Es ist der Ausdruck von Wut, tiefer Trauer, aber auch von Hoffnung, der sich durch die Textzeilen von „Defcon One“ zieht wie ein roter Faden. Was beim ersten Hören noch eher subtil bleibt, wird spätestens beim Lesen des Songtextes und den gewollten Hinweisen im Musikclip glasklar: Die Luxemburger Musiker machen sich gegen Rassismus stark und prangern all jene an, die Hass schüren und Minderheiten unterdrücken. „Die ersten vier Zeilen sind ein kleiner Stoß gegen Trump, der einzäunen will, und der Verweis auf die vielen Menschen, die in Freiheit leben wollen beziehungsweise überhaupt leben wollen“, erklärt David. Bei seinen Texten ist der Singer-Songwriter pedantisch, denn er hat eine Abneigung gegen „abgedroschene Phrasen“. „Je öfter man etwas sagt, desto leerer wird es“, meint der 25-Jährige.

Der Funke des Idealisten

Als Masterstudent der englischen Literatur ist David nicht nur der Sprache seiner Wahl mächtig, sondern kennt auch die nötigen Metaphern und Redewendungen, um die Botschaft der Band gekonnt zu verpacken. „Wir hätten auch singen können, ‚Hört auf, Schwarze umzubringen‘, aber das wäre zu plakativ“, meint David. Der Song soll sich nicht nur auf Rassismus fokussieren, sondern Platz lassen für Interpretation. Bei der Wahl der inhaltlichen Ausrichtung von „Defcon One“ spielten mehrere Faktoren eine Rolle: „Eines unserer Bandmitglieder hat afroamerikanische Wurzeln und ein anderes ist bisexuell. Zu den Dingen, die man in Büchern liest und nicht gut findet, kommt also noch eine emotionale Komponente hinzu, da zwei aus unserer Gruppe zu Minoritäten gehören, für die es gerade nicht die schönste Zeit ist.“

Für David sind Rassismus, Sexismus oder Homophobie Undinge, die in einer modernen Gesellschaft keinen Platz mehr haben dürften. „Ich weiß nicht, ob es nur eine individuelle Wahrnehmung ist oder ob dies effektiv nachweisbar ist, aber ich finde das Klima in der Welt im Moment extrem traurig und es macht mich wütend. Unser Planet hat eigentlich andere Probleme, die wir als Kollektiv angehen müssten. Solche Strömungen stehen in meinen Augen im extremen Kontrast zu dem entwickelten Bild, das wir von uns nach außen geben wollen“, so der 25-Jährige. Der Song ist ein Sprachrohr, um diese Frustration zu kanalisieren, aber auch eine Botschaft der Hoffnung. „Auf der einen Seite können wir uns damit den ganzen Mist vom Leib schreien, auf der anderen Seite sagen wir aber auch, dass es viele Menschen gibt, die sich dafür einsetzen, dass Missstände reduziert werden.“ Der Funke des Idealisten, der sich vom Hass anderer nicht unterkriegen lässt.  

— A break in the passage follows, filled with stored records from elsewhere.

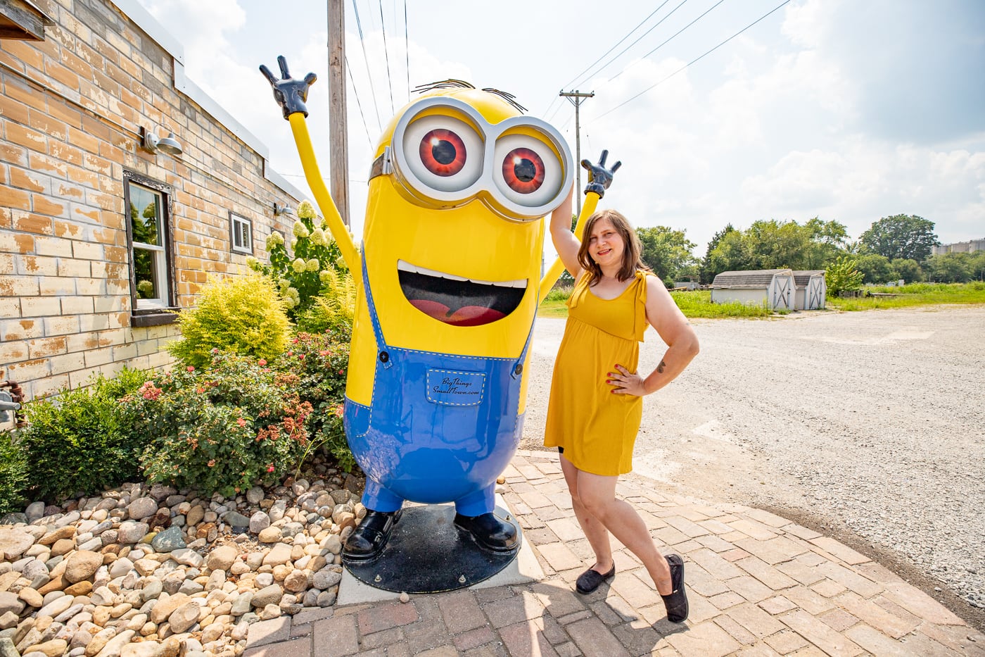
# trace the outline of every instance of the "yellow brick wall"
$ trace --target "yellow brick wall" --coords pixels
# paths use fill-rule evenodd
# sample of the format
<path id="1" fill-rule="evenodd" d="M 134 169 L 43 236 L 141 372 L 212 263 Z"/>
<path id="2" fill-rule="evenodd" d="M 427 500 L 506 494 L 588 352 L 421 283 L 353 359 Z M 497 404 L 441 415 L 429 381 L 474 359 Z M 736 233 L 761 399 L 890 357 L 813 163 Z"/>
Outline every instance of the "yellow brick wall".
<path id="1" fill-rule="evenodd" d="M 177 304 L 209 274 L 245 271 L 229 211 L 253 223 L 255 255 L 296 205 L 264 160 L 174 88 L 171 55 L 104 0 L 35 0 L 44 41 L 0 40 L 0 380 L 26 399 L 124 365 L 161 368 L 176 325 L 134 328 L 124 170 L 170 185 Z M 173 130 L 183 154 L 140 148 Z"/>

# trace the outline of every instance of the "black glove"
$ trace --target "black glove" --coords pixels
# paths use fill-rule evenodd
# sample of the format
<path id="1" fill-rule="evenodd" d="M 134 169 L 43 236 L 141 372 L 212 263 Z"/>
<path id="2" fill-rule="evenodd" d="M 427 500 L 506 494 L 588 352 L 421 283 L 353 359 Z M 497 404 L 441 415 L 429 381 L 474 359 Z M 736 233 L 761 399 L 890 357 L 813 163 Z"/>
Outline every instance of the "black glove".
<path id="1" fill-rule="evenodd" d="M 581 166 L 588 170 L 588 184 L 585 185 L 586 194 L 589 191 L 594 191 L 599 195 L 599 198 L 605 196 L 606 189 L 613 183 L 613 176 L 623 166 L 622 162 L 617 162 L 612 169 L 606 169 L 607 157 L 609 157 L 609 151 L 602 151 L 602 157 L 599 158 L 597 165 L 593 165 L 588 160 L 581 161 Z"/>
<path id="2" fill-rule="evenodd" d="M 304 102 L 307 101 L 308 89 L 318 79 L 318 76 L 314 73 L 308 73 L 303 80 L 295 80 L 288 72 L 288 60 L 284 58 L 284 55 L 277 58 L 277 63 L 281 66 L 281 80 L 275 78 L 269 68 L 260 64 L 260 72 L 274 88 L 274 100 L 284 110 L 285 118 L 298 111 L 307 118 L 307 108 L 304 107 Z"/>

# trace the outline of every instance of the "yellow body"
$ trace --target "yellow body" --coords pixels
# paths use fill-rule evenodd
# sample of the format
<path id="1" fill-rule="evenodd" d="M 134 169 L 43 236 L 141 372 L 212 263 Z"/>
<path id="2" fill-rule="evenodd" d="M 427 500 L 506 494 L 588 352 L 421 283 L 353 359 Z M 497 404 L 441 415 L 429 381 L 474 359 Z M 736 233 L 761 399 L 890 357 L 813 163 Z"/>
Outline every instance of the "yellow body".
<path id="1" fill-rule="evenodd" d="M 441 89 L 427 96 L 440 97 L 441 102 L 451 99 L 450 106 L 420 111 L 414 115 L 412 125 L 413 121 L 422 117 L 437 115 L 440 118 L 451 116 L 480 134 L 484 134 L 484 129 L 494 132 L 496 139 L 509 135 L 530 137 L 539 134 L 536 128 L 523 125 L 522 119 L 516 118 L 519 116 L 517 110 L 494 94 L 475 89 Z M 459 110 L 455 104 L 467 107 Z M 390 150 L 401 148 L 401 144 L 392 143 L 394 134 L 398 129 L 405 129 L 398 128 L 398 125 L 408 109 L 414 107 L 415 104 L 411 104 L 398 111 L 387 125 L 377 145 L 376 157 L 384 155 L 388 147 Z M 478 116 L 469 109 L 475 110 Z M 545 235 L 543 217 L 504 216 L 509 214 L 508 210 L 504 212 L 497 207 L 492 198 L 494 194 L 484 188 L 477 188 L 471 197 L 463 200 L 435 200 L 406 184 L 399 172 L 388 172 L 369 181 L 363 253 L 361 255 L 322 182 L 303 115 L 295 113 L 289 120 L 315 200 L 339 243 L 346 263 L 359 278 L 361 278 L 361 258 L 365 258 L 368 288 L 386 341 L 392 346 L 423 351 L 516 358 L 523 350 L 543 294 L 560 273 L 558 261 L 543 281 L 539 280 Z M 508 127 L 497 131 L 497 125 Z M 562 163 L 563 174 L 570 181 L 571 172 L 566 171 L 569 167 L 567 154 L 561 152 L 557 144 L 544 143 Z M 437 195 L 440 197 L 440 194 Z M 589 194 L 590 198 L 592 196 L 594 199 L 586 203 L 586 209 L 589 204 L 594 207 L 597 201 L 597 195 Z M 411 304 L 401 289 L 397 268 L 399 260 L 470 280 L 496 282 L 523 279 L 525 292 L 515 310 L 499 320 L 482 326 L 453 326 L 435 320 Z M 370 404 L 379 348 L 366 297 L 361 290 L 346 390 L 347 397 L 353 402 Z M 525 366 L 520 393 L 521 413 L 526 399 L 526 373 Z"/>

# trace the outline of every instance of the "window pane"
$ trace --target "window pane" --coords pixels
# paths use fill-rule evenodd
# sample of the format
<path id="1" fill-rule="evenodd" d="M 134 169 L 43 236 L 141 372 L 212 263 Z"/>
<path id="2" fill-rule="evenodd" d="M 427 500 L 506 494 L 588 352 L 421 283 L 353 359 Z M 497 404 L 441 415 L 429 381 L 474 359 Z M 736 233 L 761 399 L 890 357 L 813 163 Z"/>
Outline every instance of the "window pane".
<path id="1" fill-rule="evenodd" d="M 130 226 L 134 242 L 161 246 L 161 194 L 130 185 Z"/>
<path id="2" fill-rule="evenodd" d="M 158 257 L 153 251 L 146 249 L 133 250 L 134 273 L 137 276 L 137 298 L 159 299 L 158 291 Z"/>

Ein Bewusstsein für Privilegiertheit

Andere zu respektieren und Diversität zu schätzen, lernte der Frontmann der Band dabei schon in Kindertagen. „Ich habe früher in Gasperich gewohnt und hatte Menschen jeglicher Herkunft in meiner Klasse. Man konnte stets bei irgendwem Zuhause essen und Neues kosten, was ich schon damals extrem cool fand und genossen habe“, erinnert sich der 25-Jährige. Und auch die Musik, die David von klein auf hörte, war gekennzeichnet von Vielfalt und ganz und gar nicht „rein weiß“. „Ich bin mit den Songs afroamerikanischer Sänger aufgewachsen, mein Vater hörte viel alten Rock und ich mochte schon immer Blues und Hip-Hop. Die erste CD, die ich mir selbst gekauft habe, war von 50 Cent. Damals hat man all diese Stars auf Bravo-Postern gesehen, das war für mich das Allergrößte. Hautfarbe habe ich deswegen nie als negativ empfunden.“

Ich will, dass wir weiterhin ein offenes Land bleiben mit kulturellem Austausch. Das steht bei mir höher auf der Skala als ,Kachkéis‘ und ,Fiederwäissen‘, auch wenn ich nichts gegen Letzteres habe.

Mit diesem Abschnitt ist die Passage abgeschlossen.